At the conclusion of that conflict, Sam (as he was now called) returned to LA and enrolled in the Art Center College of Design. He graduated in 1950 and the military waited a whole 24 hours before they drafted him back into the Army for the Korean War. Sam served for 14 more months, earning the Distinguished Service Cross in the process, returned stateside again and, this time, enrolled at the Chouinard Art Institute. Graduating again in 1953, Sam was faced with a choice: return to a life of acting (he was offered a role in John Ford’s The Long Gray Line) or stay behind the cameras and create storyboards for 20th Century Fox. He chose the career in drawing and never looked back.
Image copyright Disney
A round of layoffs hit Fox the following year and swept Sam into a new job at the Walt Disney Studios. His first assignments were to draw inspirational sketches of attractions for a little project called Disneyland. It wouldn’t be long before every land in the new park had some sort of influence from the hand of Sam McKim. He contributed to the look of the Golden Horseshoe Revue, Great Moments with Mr. Lincoln, Pirates of the Caribbean, The Haunted Mansion and many more. Eventually, Sam would touch theme parks in the Florida Project as well. He helped design The Hall of Presidents at the Magic Kingdom, the Universe of Energy at Epcot and made dozens of sketches for the Disney-MGM Studios.

Image copyright Disney
Sam’s biggest contribution to the Disney legacy, however, is easily the souvenir maps he drew of Disneyland between 1958 and 1964. The intricacy of these maps has made them one of the most sought after pieces of memorabilia in all of Disney collecting.
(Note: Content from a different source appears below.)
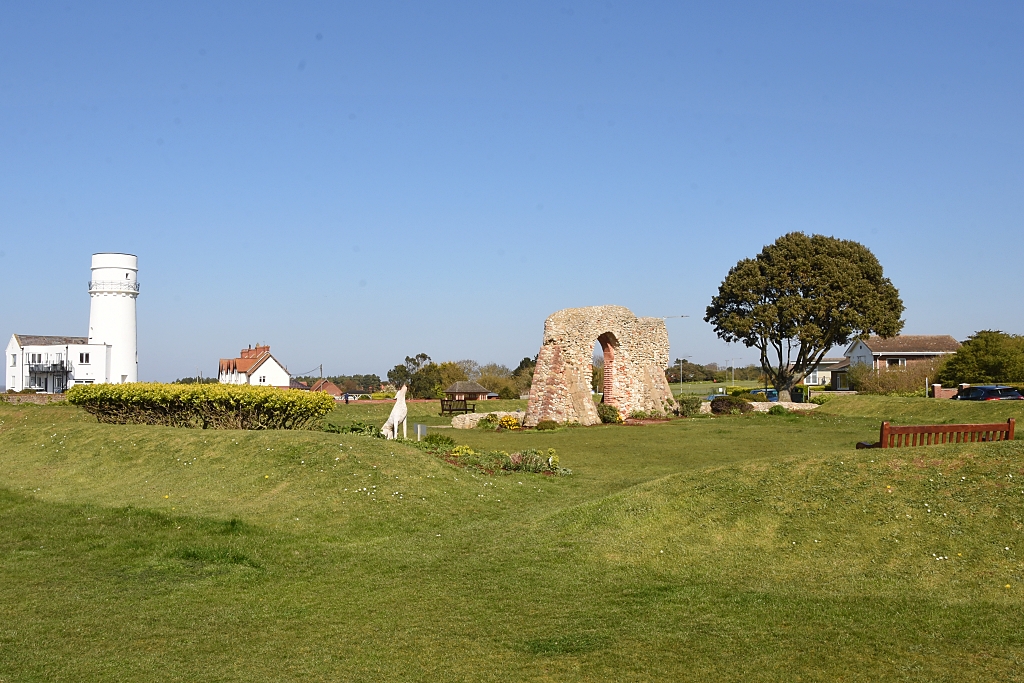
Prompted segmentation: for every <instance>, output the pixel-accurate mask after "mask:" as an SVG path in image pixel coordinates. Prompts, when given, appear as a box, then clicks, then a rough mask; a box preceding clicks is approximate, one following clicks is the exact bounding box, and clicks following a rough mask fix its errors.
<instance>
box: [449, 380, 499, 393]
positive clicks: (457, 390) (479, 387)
mask: <svg viewBox="0 0 1024 683" xmlns="http://www.w3.org/2000/svg"><path fill="white" fill-rule="evenodd" d="M488 391H489V389H487V388H486V387H482V386H480V385H479V384H477V383H476V382H456V383H455V384H453V385H452V386H450V387H449V388H447V389H444V393H487V392H488Z"/></svg>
Almost thirty years later, Sam would reprise his role of park cartographer when he created one of his detailed masterpieces for the opening of Disneyland Paris.
In 1996, Sam was declared an official Disney Legend for all of his inspiring (and enduring) design work for the company over the years. He would pass away from heart failure at his home in Burbank, California on July 9, 2004. He was 79.